# Whats wrong with my plants?



## eylk (Dec 15, 2007)

Hello,

My plants were doing fine until a period of time ago.. They start to become like this :

 

 

 

I am using SeaChem Flourish, No CO2 and with Arcadia Freshwater Lighting.

I know these plants are low requirement plants.. so this shouldnt happen to them. I snipe of the "infected" leaves but still it doesnt help.
I have also given any 2 Platys and 10-15 baby ones. Does that somehow cause a deficiency?

Or can it be a disease?

What should I do? Thanks


----------



## Veloth (Jun 25, 2008)

It looks to be a problem with your fertilizer dosing. I've never used Flourish but I believe it is just a Micro fertilizer. You also need the Macro fertilizers.


----------



## Seattle_Aquarist (Mar 7, 2008)

Hi eylk,

My guess would be a magnesium deficiency. It's hard to tell from the picture but it appears you are losing entire leaves. Your profile doesn't really indicate where you are located (Asia?) but if you have soft water in your area, my guess is a magnesium deficiency. Here is a link I use to research problems with deficiencies when I experience them. http://www.finostrom.com.gr/images/aqua/fertilizers/map.htm I have soft water here in the Seattle area and add MgSO4 (Epsom Salt) and CaCl (Calcium Chloride) to increase my water hardness when my plants show deficiencies.


----------



## eylk (Dec 15, 2007)

Veloth, do you know of any cheap way I can get the Macro nutrients to the plants? preferably liquids any brands that are economical and good?

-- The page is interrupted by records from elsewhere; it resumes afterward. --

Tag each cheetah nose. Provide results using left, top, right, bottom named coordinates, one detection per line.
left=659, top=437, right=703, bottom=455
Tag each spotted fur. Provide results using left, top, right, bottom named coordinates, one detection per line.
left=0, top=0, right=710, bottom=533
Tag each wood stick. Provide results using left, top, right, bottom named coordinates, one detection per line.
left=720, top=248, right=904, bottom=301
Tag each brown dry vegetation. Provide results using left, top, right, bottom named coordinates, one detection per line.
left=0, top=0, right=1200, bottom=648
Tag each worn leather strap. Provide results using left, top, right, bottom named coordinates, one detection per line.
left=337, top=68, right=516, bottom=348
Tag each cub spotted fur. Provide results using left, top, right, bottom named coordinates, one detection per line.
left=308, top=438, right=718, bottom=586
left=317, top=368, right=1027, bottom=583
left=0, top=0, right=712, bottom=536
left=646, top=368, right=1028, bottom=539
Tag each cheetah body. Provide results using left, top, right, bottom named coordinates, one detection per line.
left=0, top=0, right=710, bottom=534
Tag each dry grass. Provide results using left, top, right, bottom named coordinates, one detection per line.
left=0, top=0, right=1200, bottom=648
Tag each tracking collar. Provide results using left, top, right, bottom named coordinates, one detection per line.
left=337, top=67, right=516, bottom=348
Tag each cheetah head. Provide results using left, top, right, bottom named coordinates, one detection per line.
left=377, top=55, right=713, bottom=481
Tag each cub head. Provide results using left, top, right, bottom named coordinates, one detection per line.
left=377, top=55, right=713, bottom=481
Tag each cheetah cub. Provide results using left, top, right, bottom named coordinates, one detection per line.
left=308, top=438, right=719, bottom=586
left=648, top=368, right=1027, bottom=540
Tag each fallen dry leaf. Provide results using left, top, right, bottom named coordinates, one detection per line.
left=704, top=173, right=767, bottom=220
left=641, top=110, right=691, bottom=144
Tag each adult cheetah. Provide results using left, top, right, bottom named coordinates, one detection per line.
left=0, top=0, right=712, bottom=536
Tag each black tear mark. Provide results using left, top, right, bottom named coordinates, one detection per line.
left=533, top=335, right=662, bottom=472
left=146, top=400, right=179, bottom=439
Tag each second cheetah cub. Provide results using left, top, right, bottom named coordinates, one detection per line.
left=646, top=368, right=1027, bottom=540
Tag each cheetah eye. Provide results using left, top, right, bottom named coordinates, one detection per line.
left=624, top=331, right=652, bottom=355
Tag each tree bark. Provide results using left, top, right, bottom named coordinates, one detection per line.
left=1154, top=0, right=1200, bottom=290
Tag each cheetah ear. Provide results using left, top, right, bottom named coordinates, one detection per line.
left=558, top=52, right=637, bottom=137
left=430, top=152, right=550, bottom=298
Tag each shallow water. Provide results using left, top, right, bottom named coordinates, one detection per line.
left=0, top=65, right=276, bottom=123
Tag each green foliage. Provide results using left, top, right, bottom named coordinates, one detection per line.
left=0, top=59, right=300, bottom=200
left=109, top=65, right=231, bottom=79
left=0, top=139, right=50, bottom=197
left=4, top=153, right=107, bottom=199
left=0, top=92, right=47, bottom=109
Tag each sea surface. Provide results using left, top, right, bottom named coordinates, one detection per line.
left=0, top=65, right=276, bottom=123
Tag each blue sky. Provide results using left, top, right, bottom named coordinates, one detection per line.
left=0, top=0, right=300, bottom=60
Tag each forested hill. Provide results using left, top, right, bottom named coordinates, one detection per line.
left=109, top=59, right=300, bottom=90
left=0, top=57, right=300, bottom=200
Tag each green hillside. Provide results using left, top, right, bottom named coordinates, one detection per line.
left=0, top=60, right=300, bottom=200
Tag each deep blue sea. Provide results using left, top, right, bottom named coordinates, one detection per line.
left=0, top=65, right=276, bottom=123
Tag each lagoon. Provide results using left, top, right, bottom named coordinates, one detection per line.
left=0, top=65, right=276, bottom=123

Yes.. I live in Asia, singapore ! if you know where it is... 
wont adding epsom salt for too long have an laxative effect on the fishes? Also, I was using the same dosing regime and the plants were okay all along.. 

I dont understand how this can happen.. or perhaps I haven been paying enough attention to them...


----------



## Seattle_Aquarist (Mar 7, 2008)

Hi eylk,

Epsom Salt doesn't seem to have a laxitive effect on my fish however it does add magnesium to the water. If you have been using the same dosing regime and the plants were doing OK, it could still be an Mg deficiency if you are not doing the regular water changes. If you have soft water and don't do regular water changes to replace the magnesium that the plants use as they grow, the small amount in soft water will become depleted.


----------



## davemonkey (Mar 29, 2008)

eylk, I had the same problem on my Java Ferns recently after a long time without dosing micros. I had some soil under my substrate and adding micros yeilded terrible algae blooms since my stem plants were getting nutrients from the soil.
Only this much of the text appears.